Another practice that I've not done enough but I did enjoy and helped a lot, was trying to play against the click - no need to go fast, but 120bpm or whatever, 8s on the hat, 1, 3 kick, 2, 4 snare. Whatever, simple. But you wanna play on the off-beat from the click and not necessarily start on the 1's & but rather maybe the 2's &. Really focus on hearing the click giving you the counter beat to what your playing and try to lock in with it.

Kinda similar to the last thing, I guess, but I've been playing a 9/8 thing, nothing super hard, but getting used to going from onbeat to offbeat and maintaining the right hand playing over floor (o) and ride (x) (click in bold) 0-x-0-x-0-x-0-x-x-0-x-0-x-0-x-0-x-x- plus some snares and kicks
 

Otto

Platinum Member
I have heard good things about the Porter and Davies throne that vibrates with a click feed.

Anyone with experience that can comment on their experience with it? Seems it would be more of an augment to an in-ear audio click feed.
 

rebonn

Senior Member
I have heard good things about the Porter and Davies throne that vibrates with a click feed.

Anyone with experience that can comment on their experience with it? Seems it would be more of an augment to an in-ear audio click feed.
Well at 1300 I can see why they're not so popular. The Peterson Body Beat Pulse comes out of your existing metronome in my case my phone and is only 30. I use an in ear click when playing live and haven't used the Body Beat Pulse in years. For me, the audible in ear click is much better than a tactile click. They make a wrist band tactile click as well that's a lot cheaper than the throne.
 

bermuda

Drummerworld Pro Drummer - Administrator
Staff member
I have heard good things about the Porter and Davies throne that vibrates with a click feed.
It's a kick 'thumper', and not connected to the click. For portability and low-moderate volume gigs - even sessions - it's a decent unit.

I use ButtKickers on tour, which are re-labeled IMAX theater seat thumpers. 😮 But they need a powerful amp and aren't really suited for local gigging.
 

drumnut87

Well-known member
I have heard good things about the Porter and Davies throne that vibrates with a click feed.

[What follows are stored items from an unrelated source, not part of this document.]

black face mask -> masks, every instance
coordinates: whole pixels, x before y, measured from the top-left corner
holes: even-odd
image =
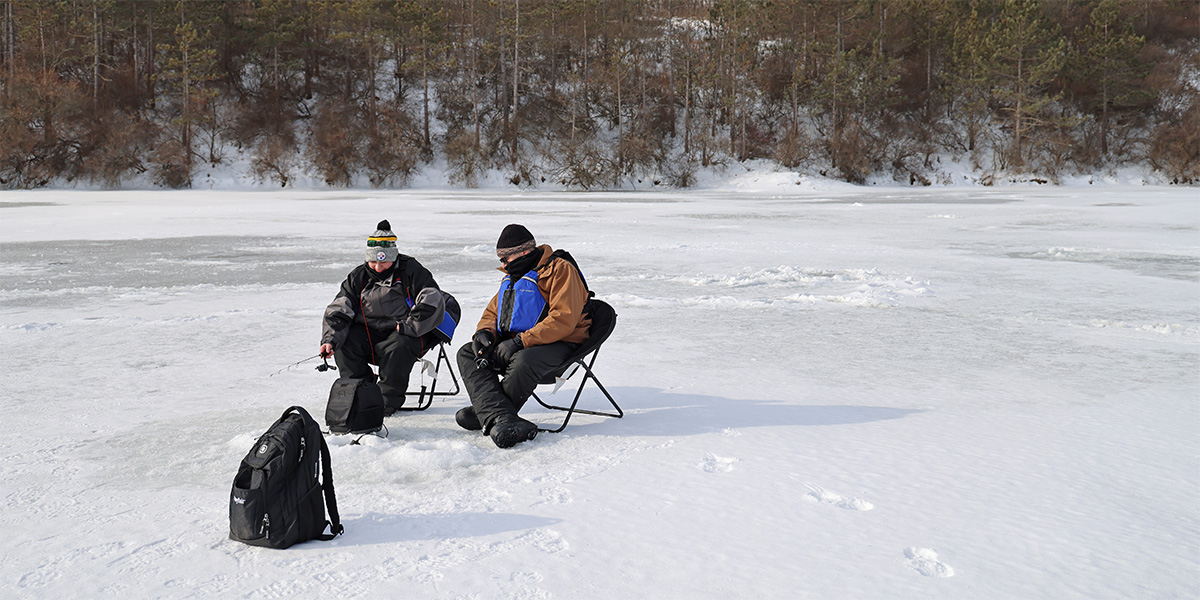
[[[396,263],[394,263],[394,262],[392,263],[392,266],[388,267],[387,269],[384,269],[384,271],[382,273],[376,273],[375,269],[371,268],[371,265],[367,265],[367,275],[369,275],[371,277],[371,279],[374,279],[375,281],[387,281],[388,277],[391,277],[392,273],[395,272],[395,270],[396,270]]]
[[[538,265],[538,261],[542,258],[542,252],[534,248],[532,252],[510,261],[504,266],[504,272],[512,277],[520,277],[534,269]]]

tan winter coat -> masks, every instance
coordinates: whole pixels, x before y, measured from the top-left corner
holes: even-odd
[[[554,249],[548,245],[538,246],[534,252],[542,253],[542,260],[539,261],[539,266],[535,270],[538,272],[538,291],[546,299],[548,310],[546,318],[520,334],[521,345],[529,348],[554,342],[578,344],[586,340],[592,320],[583,316],[583,307],[587,303],[588,292],[587,287],[583,285],[583,279],[579,277],[579,272],[571,263],[562,258],[549,260]],[[546,262],[548,260],[549,262]],[[504,271],[504,269],[499,270]],[[492,333],[499,334],[496,331],[499,296],[497,293],[492,296],[491,302],[488,302],[487,308],[483,311],[483,317],[479,319],[479,325],[475,328],[476,331],[487,329]]]

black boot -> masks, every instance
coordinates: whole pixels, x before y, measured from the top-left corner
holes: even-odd
[[[400,396],[399,400],[397,400],[391,396],[384,396],[383,397],[383,416],[390,417],[390,416],[396,414],[400,410],[401,406],[404,406],[404,396]]]
[[[501,417],[492,425],[492,441],[497,448],[512,448],[517,444],[537,437],[537,425],[516,415]]]
[[[454,413],[454,420],[459,427],[467,431],[483,429],[483,425],[479,423],[479,417],[475,416],[475,408],[471,406],[458,409],[458,412]]]

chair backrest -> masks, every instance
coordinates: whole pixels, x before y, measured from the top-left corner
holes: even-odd
[[[591,301],[591,316],[592,325],[588,328],[588,339],[584,340],[566,360],[563,361],[562,367],[555,369],[553,373],[542,378],[541,383],[554,383],[554,378],[566,372],[567,368],[583,359],[585,356],[595,352],[600,344],[603,344],[608,336],[612,335],[613,329],[617,327],[617,311],[613,310],[607,302],[592,298]]]

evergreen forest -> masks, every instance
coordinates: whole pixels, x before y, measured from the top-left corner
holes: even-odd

Anyone with experience that can comment on their experience with it? Seems it would be more of an augment to an in-ear audio click feed.
thr P&D thrones are a big sub speaker that is connected via a matching amp, its more designed to have the kick going through it so you feel it on-stage more, or a low end mix to 'feel' through it rather than directly hear it.
 

drumnut87

Well-known member
when im running my click tracks with one band, i mix my own backing tracks with the click.

i have the click panned left (or right sometimes), and have the backing track panned centre, i then run two jack-to-jacks into a small mixer that i control, and i have separate volume controls for the click and the backing.

having a mini-mixer next you with the click and backings running into it may help you hear it better (with proper volume controlling for both). so you can stay in time with it. if you fall off the click , dont get flustered and dont stop playing, just keep going for the remainder of the bar if you can and then do a crash to signal you're back on the 1 of the next bar :) do you have an accent on the 1 of the metronome or just one solid sound all the time?